Elles le seront. Et le Pool, on parle du Pool. Mais le Pool, c’est résiduel. Ce n’est pas tout le Pool. La partie qui pose problème, ça concerne à peine le quart du département du Pool. Mais c’est toujours le Congo qui a une blessure quelque part. Nous en sommes conscients. Si jamais il y a des difficultés dans cette petite partie-là, nous la solution que nous préconisons, ce n’est pas de faire des élections là où il y a un risque, mais nos textes qui existent disent également que lorsque l’élection n’a pas pu avoir lieu, les députés qui sont dans cette localité, on les reconnait provisoirement jusque-là paix revienne. Mais ce n’est pas un schéma que j’affectionne.
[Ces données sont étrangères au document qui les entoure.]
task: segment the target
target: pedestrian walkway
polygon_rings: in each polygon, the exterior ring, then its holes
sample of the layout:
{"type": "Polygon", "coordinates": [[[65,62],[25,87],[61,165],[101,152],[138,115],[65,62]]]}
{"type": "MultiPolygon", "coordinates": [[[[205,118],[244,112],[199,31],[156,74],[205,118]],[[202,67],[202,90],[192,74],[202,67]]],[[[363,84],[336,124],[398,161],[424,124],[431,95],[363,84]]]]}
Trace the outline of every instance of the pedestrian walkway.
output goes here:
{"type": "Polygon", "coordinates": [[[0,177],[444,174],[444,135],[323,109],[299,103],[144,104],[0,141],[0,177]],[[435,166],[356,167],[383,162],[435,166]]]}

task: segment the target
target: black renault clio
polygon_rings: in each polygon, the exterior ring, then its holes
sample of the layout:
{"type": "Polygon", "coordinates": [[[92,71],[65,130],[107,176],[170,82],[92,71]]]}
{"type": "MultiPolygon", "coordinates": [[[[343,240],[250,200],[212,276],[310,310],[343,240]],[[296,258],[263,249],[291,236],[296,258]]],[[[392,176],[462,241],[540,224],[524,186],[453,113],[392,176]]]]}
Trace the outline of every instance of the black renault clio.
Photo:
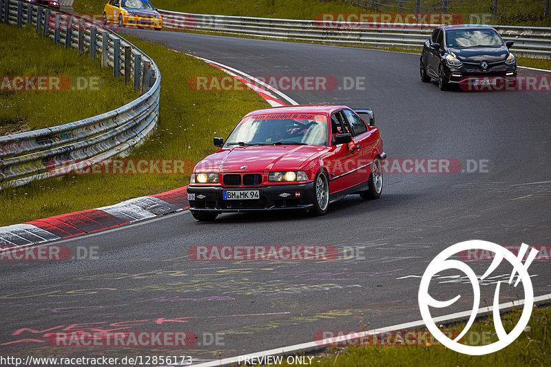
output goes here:
{"type": "Polygon", "coordinates": [[[421,80],[438,81],[441,90],[469,78],[475,83],[514,81],[517,60],[505,42],[489,25],[444,25],[434,30],[421,54],[421,80]]]}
On recense aujourd’hui environ 30 000 déplacés qui ont le sentiment d’être abandonnés, livrés à eux-mêmes, sans assistance. Est-ce qu’aujourd’hui le gouvernement a le moyen d’aider ces populations qui sont prises en étau ?

Tous ceux qui ont pu quitter ces localités ne sont pas du tout abandonnés, mais leur dire qu’on leur donne toute l’aide qu’elles veulent avoir, c’est certain, elles ne sont pas du tout abandonnées. Ceux qui sont dans la zone où exerce monsieur Ntumi, s’il y a encore des citoyens dans cette zone-là, c’est sûr que celles-là sont en difficulté. Nous sommes bien conscients qu’il y a des gens qui veulent bien sortir de cette zone. Nous sommes également conscients que lorsqu’on fait sortir certaines personnes de ces zones, il faut en avoir le cœur net que ce se sont bien des gens qui ne sont pas des faux ninjas déguisés, qu’une fois arrivés à Brazzaville se transformeraient en poseurs de bombes.

De nombreux témoignages fustigent également l’attitude des forces de l’ordre dans le Pool. Des cas sont signalés de maisons pillées, de maisons brûlées, d’arrestations arbitraires, parfois de cas de torture. Cela vous préoccupe ?

Cette accusation, moi je considère qu’elle n’est pas du tout fondée. Qu’on m’en apporte les preuves ! Si ce sont des preuves tout à fait avérées, ces militaires, ces policiers seront sanctionnés. Nous recherchons Ntumi, mais les forces de l’ordre ne sont pas là-bas pour traquer les populations congolaises. Donc il ne faut pas qu’on nous amène un mauvais débat, que le gouvernement volontairement se comporterait en train de martyriser les populations du Pool.

Pourquoi ne pas laisser les organisations des droits de l’homme aller enquêter sur place pour en avoir le cœur net ? Beaucoup dénoncent un huis clos aujourd’hui ?

Mais il n’y a pas de huis clos. Moi j’ai même dit que pour certains organes qui le voulaient bien, j’étais prêt à les accompagner dans le Pool. Je l’ai dit. Mais il n’est pas question d’amener les partenaires internationaux dans une zone lorsque nous avons la certitude qu’il y a quand même un danger. Aider les gens, ce n’est pas en se faisant hara-kiri.

Les partisans du pasteur Ntumi estiment que les garanties apportées par ce couloir humanitaire que le gouvernement propose ne sont pas suffisantes et que ce n’est pas une solution. Ils veulent un dialogue.

Nous ne dialoguons pas avec un terroriste. Il n’y a pas la peine de mort au Congo. Monsieur Ntumi lui qui sait très bien qu’il faut qu’il se présente aux forces de l’ordre. Il ne sera pas tué. Il vient. Il subit son procès. C’est tout ce qu’on lui demande. Et qu’il laisse tranquilles les populations qui sont dans cette zone. Pour nous, c’est un bandit qui n’a pas le courage d’affronter la justice de son pays.